We've all decided to agree that:
+ = toe in
and
- = Toe out

This is how the diagram is layed out in game.
True to life? We've stopped caring or arguing.
 
I think it's that, if I don't mess with something :

On front traction wheels
Initial Torque
0..5.........60..100
<------------------>
understeer oversteer


Accel sensitivity
0..5.........60..100
<------------------>
oversteer understeer


Decel sensitivity (engine brake's "strength", don't yell at me Rotary :) )
0..5.........60..100
<------------------>
oversteer understeer



On rear traction wheels
Initial Torque
0..5.........60..100
<------------------>
understeer oversteer


Accel sensitivity
0..5.........60..100
<------------------>
understeer oversteer


Decel sensitivity
0..5.........60..100
<------------------>
oversteer understeer





We were arguing about how it locks. That's just a problem of perception I think.


What about AWD cars?

- Jeramy
 
A lot also depends on driving style; one tune doesn't suit all drivers.

No time for experimenting. I buy the LSD, but leave it alone with default settings.

I switch up suspension ratios depending whether front engined or rear engined car-I ask myself with each car-where is the weight going when braking and accelerating: hiher setting where the weight will be and the control needed for that weight.

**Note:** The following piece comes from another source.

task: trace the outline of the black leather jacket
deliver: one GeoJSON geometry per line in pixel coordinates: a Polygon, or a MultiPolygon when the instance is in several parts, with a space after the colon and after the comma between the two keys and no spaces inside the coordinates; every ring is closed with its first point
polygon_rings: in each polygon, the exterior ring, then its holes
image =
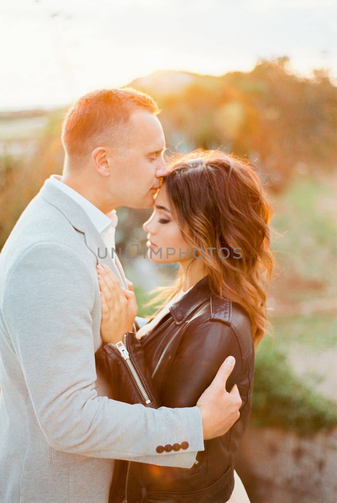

Quickest way to set up for me. I also only stick to Premium cars for th e most part so less cars to tune!
 
I'm new to this whole tunning thing and reading these posts has help, but I have a couple questions about LSD. I use a logitech wheel when playing, so when I describe what I'm asking about it refers to this and not the ds controller. So first, when I enter a corner and I'm applying the brakes before the turn and the car is pulling to one side or the other and the wheel is turning to that side, from what I'm understanding it's the LSD deceleration that can correct this so the car and steering wheel don't do this? And when applying the gas out of the corner and the car begins to pull to the outside of the corner instead of hugging the inside when accelerating, this can be corrected with the LSD acceleration? Is this basically what the LSD does?